Set up a Facebook group

Does your loved one have a large support group of family and friends? Instead of overwhelming the living center and your loved one with multiple calls from multiple people, consider setting up a Facebook group. That way, you can give your loved one continued support at their fingertips.

Write a letter

It’s probably been a while since you wrote a letter, but now is the time to pick up the old habit. Not only will your loved one be excited to receive something in the mail, but they will also enjoy reading a message written by hand. This is a simple but personal way that you can connect with your loved one even as you’re apart.

Fun tips for your letter:

  • Write out your favorite poem and tuck it into the envelope.
  • Add some stickers to brighten their mood.
  • Press one of their favorite flowers and stick it in the envelope.
  • Paint or draw them a picture of a memory you have together.
  • Include up-to-date pictures of yourself.
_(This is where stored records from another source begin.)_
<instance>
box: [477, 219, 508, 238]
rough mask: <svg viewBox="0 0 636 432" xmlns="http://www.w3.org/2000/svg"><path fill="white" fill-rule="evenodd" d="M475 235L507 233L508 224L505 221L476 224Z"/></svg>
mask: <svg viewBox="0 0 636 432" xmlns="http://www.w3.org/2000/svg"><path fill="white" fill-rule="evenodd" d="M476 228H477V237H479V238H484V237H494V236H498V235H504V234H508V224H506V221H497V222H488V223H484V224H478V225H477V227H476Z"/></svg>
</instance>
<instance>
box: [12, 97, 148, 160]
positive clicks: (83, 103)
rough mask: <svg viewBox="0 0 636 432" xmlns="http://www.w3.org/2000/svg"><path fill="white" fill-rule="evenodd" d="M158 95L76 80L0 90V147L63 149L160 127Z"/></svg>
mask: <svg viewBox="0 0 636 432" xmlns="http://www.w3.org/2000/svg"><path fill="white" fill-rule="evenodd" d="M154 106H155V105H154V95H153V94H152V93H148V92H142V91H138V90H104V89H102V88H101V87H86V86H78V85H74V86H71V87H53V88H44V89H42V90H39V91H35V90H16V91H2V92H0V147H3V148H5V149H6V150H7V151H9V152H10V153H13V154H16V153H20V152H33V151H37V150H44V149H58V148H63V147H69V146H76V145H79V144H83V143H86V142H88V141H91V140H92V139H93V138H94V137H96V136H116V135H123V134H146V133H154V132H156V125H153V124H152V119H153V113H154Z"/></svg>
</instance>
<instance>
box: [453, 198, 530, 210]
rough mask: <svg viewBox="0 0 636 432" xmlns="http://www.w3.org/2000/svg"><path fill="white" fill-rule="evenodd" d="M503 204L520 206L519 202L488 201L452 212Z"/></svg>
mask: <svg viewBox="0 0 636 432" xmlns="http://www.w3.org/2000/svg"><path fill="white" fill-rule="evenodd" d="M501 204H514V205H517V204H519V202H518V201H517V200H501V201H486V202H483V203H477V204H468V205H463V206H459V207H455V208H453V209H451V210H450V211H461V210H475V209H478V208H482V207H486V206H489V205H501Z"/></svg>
Send them flowers or use drop-off delivery

Although a lot of the world is shut down, some businesses have converted to pick-up and delivery to keep their business afloat. Consider sending your loved one flowers, food, balloons, or get creative with your own idea of a gift they might enjoy. Little gifts can brighten their day — or even their week!

Tips on sending your loved one a package:

  • Call the facility ahead of time to make sure you know the procedure for how packages are getting delivered to residents in their individual apartments.
  • Track your package and ask your loved one to video call you when they receive it, so you can see their reaction.
  • Send them a puzzle, crosswords, or Solitaire game so they can keep their mind active even after they receive the package.

Stay calm & learn to manage your own anxiety

If you are panicked and upset, chances are your loved one will be too. By staying calm, you help them to manage their own worries and make it a little easier for them to adjust to life apart from you. Although the situation will never be ideal or easy, you can try your best to adapt and comfort your loved one. If your family member struggles with dementia and has trouble understanding the circumstances, see our Guidelines for Communicating About the Pandemic With Family Members Living With Dementia blog.

More importantly, by staying calm, you open up the possibility to talk about positive topics — maybe a memory you have together, some of their favorite things (like music, art, a place or animal) or a program they have been listening to or watching on TV.

Don’t be afraid to reach out

In these extraordinary circumstances, Cherrywood Pointe is here to help your family, friends and community stay healthy and safe. If there is anything we can do to help your current situation, or if you have any questions we can answer, feel free to contact us.

If you or someone you know is struggling to adjust during this time or is feeling a sense of loneliness or depression, it’s important to seek help. The Substance Abuse and Mental Health Services Administration’s hotline 1-800-662-HELP (4357) puts you in touch with counseling services and other local resources.